There are lots of people who are envious of doctors. Doctors are perceived to have lots of money, status and power. There is no argument that doctors are paid more than the average individual. In most communities, doctors are given respect solely on the basis of their profession. People entrust their lives and thoughts to doctors in ways they would never trust anyone else.
There is no question that physicians are privileged to be able to earn their living in a field that is intellectually stimulating, pays well and allows one to be a tremendous help to lots of people. At the same time, there is a huge Sword of Damocles hanging over physicians.
The job of being a doctor has always been stressful. Knowing that the evaluations and decisions you make regarding a patient can have a tremendous impact on that individual is a very heavy burden. That burden has not gone away, but now is added the burden of fear of being sued or running afoul of the endless regulations. Imagine what it is like to be a physician knowing that every single interaction with a patient has the potential to result in a law suit or cause you to violate some regulation. No matter how conscientious you are, you will be sued at some point during your career. You are going to be audited and have to defend your actions before some regulatory body.

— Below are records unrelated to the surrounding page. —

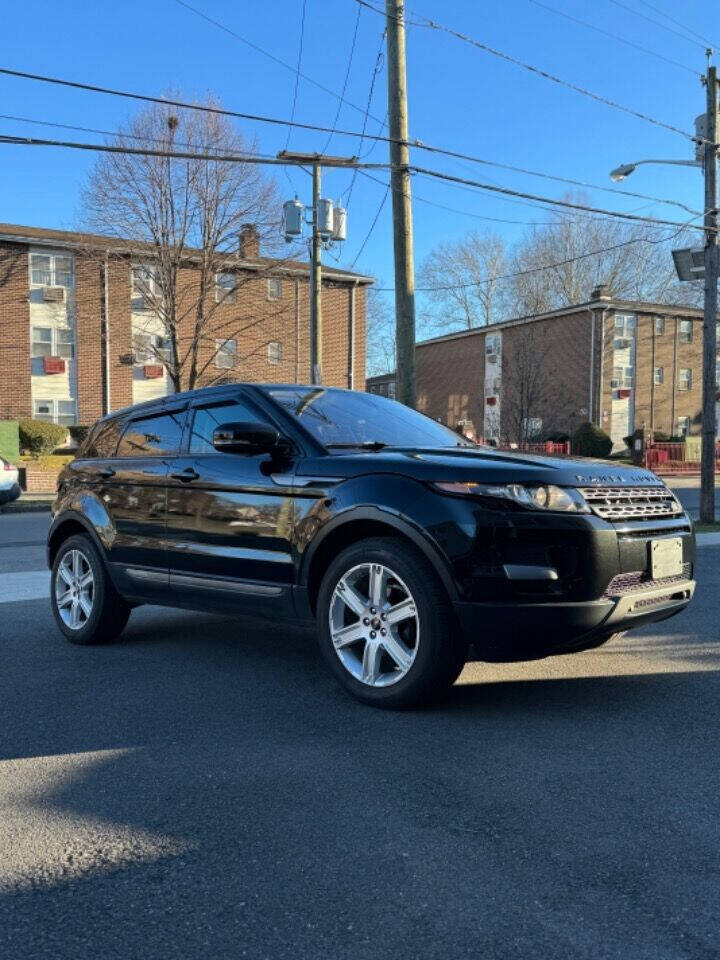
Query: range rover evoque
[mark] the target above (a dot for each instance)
(410, 548)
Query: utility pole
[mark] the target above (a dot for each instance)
(329, 226)
(709, 424)
(316, 284)
(401, 203)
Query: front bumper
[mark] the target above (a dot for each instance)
(526, 631)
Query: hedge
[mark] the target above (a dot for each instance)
(591, 441)
(40, 437)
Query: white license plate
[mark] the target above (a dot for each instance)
(665, 558)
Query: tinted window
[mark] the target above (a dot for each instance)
(342, 416)
(207, 419)
(153, 436)
(103, 440)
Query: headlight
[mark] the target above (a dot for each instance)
(543, 497)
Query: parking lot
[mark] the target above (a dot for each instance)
(204, 789)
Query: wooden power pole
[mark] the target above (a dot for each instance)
(401, 203)
(709, 418)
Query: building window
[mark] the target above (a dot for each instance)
(144, 281)
(150, 348)
(225, 288)
(683, 426)
(622, 377)
(225, 354)
(51, 270)
(53, 342)
(63, 412)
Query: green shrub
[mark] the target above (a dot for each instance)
(39, 437)
(591, 441)
(78, 433)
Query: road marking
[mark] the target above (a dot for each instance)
(32, 585)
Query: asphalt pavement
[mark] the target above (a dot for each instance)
(203, 789)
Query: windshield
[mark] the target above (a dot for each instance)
(345, 418)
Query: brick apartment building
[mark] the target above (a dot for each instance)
(77, 337)
(621, 364)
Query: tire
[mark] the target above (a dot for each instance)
(86, 606)
(420, 654)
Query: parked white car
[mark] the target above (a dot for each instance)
(9, 486)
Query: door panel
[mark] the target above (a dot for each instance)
(227, 519)
(135, 493)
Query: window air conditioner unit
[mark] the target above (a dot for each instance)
(54, 294)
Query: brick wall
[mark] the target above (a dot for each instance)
(14, 333)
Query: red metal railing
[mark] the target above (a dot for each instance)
(673, 458)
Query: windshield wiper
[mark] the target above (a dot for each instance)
(360, 445)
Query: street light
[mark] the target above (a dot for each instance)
(625, 169)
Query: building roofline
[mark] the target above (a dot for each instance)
(639, 306)
(47, 237)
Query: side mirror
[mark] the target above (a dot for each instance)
(246, 437)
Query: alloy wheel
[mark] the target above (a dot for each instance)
(374, 625)
(74, 589)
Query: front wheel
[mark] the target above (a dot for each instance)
(86, 606)
(386, 626)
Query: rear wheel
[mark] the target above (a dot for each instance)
(86, 606)
(386, 626)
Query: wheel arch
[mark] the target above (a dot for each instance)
(362, 524)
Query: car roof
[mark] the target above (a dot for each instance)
(158, 404)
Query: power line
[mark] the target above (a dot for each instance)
(559, 203)
(465, 38)
(372, 227)
(345, 82)
(297, 73)
(266, 53)
(614, 36)
(678, 23)
(548, 266)
(418, 144)
(643, 16)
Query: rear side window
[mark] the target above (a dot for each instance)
(152, 436)
(103, 440)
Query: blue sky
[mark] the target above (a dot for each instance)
(459, 97)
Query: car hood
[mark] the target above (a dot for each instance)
(482, 465)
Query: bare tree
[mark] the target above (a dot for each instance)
(380, 334)
(533, 399)
(180, 219)
(464, 294)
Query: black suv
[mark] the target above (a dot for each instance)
(410, 547)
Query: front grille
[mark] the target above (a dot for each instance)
(631, 503)
(631, 582)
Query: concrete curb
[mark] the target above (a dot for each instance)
(27, 506)
(708, 539)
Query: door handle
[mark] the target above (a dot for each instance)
(185, 475)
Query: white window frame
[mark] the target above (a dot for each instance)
(274, 288)
(54, 405)
(55, 342)
(225, 292)
(52, 272)
(226, 359)
(685, 331)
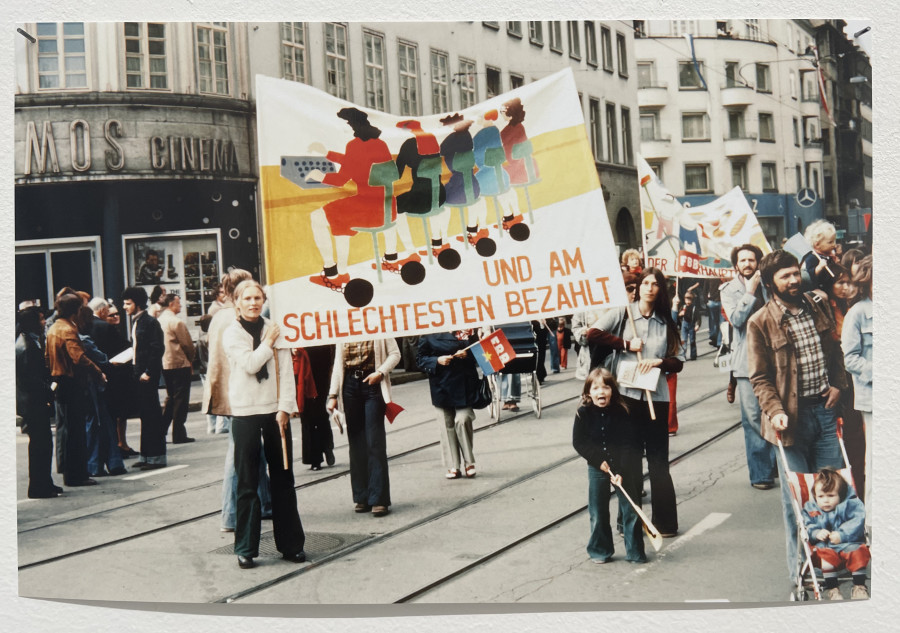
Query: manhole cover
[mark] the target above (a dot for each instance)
(317, 544)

Today physicians are literally being hunted. Lawyers advertise, trying to stir people up to sue their doctors. The government now has whole departments spending millions of dollars, devoted to finding “fraud” being committed by doctors and hospitals. The average person thinks fraud means the health entity is trying to get paid for services they did not perform. The government’s definition of fraud is providing a service without doing the paperwork properly or not following all of their endless rules, which are designed to not pay for the services being provided. They do not have to have probable cause to investigate you. They just show up, collect records and try to find evidence you have committed “fraud.”

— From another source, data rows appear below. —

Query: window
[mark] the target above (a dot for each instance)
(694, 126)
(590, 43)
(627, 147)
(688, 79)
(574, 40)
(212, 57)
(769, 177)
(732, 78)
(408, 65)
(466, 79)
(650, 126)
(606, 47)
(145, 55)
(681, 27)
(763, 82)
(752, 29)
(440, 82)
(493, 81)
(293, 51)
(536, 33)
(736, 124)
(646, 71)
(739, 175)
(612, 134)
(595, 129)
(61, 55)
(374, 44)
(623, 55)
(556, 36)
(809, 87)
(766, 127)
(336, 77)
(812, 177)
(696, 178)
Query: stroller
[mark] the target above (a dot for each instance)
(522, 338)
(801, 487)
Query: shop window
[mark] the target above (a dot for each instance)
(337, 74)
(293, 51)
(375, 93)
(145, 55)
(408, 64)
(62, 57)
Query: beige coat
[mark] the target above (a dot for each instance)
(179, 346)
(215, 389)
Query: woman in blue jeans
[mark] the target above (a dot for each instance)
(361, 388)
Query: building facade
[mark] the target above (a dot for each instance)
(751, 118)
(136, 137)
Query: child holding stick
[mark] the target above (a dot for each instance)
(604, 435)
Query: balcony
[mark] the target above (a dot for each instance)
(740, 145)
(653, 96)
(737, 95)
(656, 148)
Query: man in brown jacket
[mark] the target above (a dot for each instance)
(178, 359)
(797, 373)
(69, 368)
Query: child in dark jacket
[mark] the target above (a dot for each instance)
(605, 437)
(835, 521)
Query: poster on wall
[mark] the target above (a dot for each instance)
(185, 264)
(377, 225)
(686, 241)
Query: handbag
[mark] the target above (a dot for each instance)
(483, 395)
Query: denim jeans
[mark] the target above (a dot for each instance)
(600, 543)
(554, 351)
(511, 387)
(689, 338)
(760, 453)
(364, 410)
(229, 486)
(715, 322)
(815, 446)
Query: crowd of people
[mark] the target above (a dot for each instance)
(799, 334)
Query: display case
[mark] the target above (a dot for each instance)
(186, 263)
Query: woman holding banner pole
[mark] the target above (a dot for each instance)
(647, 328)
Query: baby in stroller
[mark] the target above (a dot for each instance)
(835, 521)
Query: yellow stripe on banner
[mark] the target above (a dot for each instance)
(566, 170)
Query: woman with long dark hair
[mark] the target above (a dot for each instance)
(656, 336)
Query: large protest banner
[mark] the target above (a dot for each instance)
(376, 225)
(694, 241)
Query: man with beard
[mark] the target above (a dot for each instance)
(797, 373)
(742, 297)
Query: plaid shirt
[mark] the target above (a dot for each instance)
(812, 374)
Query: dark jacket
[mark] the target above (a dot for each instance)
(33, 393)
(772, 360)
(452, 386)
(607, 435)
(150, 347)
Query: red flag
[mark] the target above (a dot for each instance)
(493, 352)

Even if a physician does not experience the major events of being sued or running into regulatory difficulty; just the daily practice of medicine is a struggle. There is the unending paperwork, the constantly changing and ever more complex rules. There are patients, who are understandably frustrated with how difficult it is becoming for them to obtain medical care, and they frequently take that frustration out on the doctor or their staff.
Over the last number of years, I have been saying that I still love being a physician, but being a doctor in the United States has become a nightmare. I can think of nothing I would rather do than work with people to solve their problems. Unfortunately, the providing of medical care, in the United States, has become very overshadowed by many other factors. These other factors are having a tremendously negative impact on physicians. Whenever, I am with a group of physicians, I am struck by the overwhelming amount of gloom that permeates their thinking. This is how one observer puts it: “Physicians, almost universally, are caring people. They’re programmed personality-wise to please others and try as hard as they can to be perfect. I‘ve seen what happens to physicians when they’ve delivered care out of the goodness of their hearts only to have it turned around in some way and become somebody’s lawsuit.”

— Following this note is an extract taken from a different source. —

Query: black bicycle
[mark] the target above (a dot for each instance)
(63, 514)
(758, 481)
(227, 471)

You cannot put a human being under the relentless pressure that physicians in the United States are under today and not have serious adverse consequences. Some of the results patients see are cold and irritable physicians. Practices become very rigid, unwilling to help patients outside of strict and costly guidelines. The physicians themselves have much turmoil in their personal life as a result of the stress of practicing medicine. Male physicians have twice the suicide rate of the general population and female physicians have a rate up to seven times the general population.
The result that has the greatest impact on patients is the early retirement of physicians. For most physicians, being a doctor is part of what makes them tick. As a result, in years gone by most physicians practiced until they could physically no longer do it. That is no longer the case. Now most physicians are retiring from clinical practice as soon as they can afford to do so. The result is a major loss of the most experienced clinicians, who are at the peak of their profession. Today 50% of physicians are over the age of 50. Imagine the impact on skilled physician availability to patients as these physicians retire at a very high rate, because they are no longer willing to endure the stresses being imposed by an ever more oppressive health care system.
Unfortunately, these pressures on physicians are going to continue to mount and that will have a negative impact on the patients for whom they care.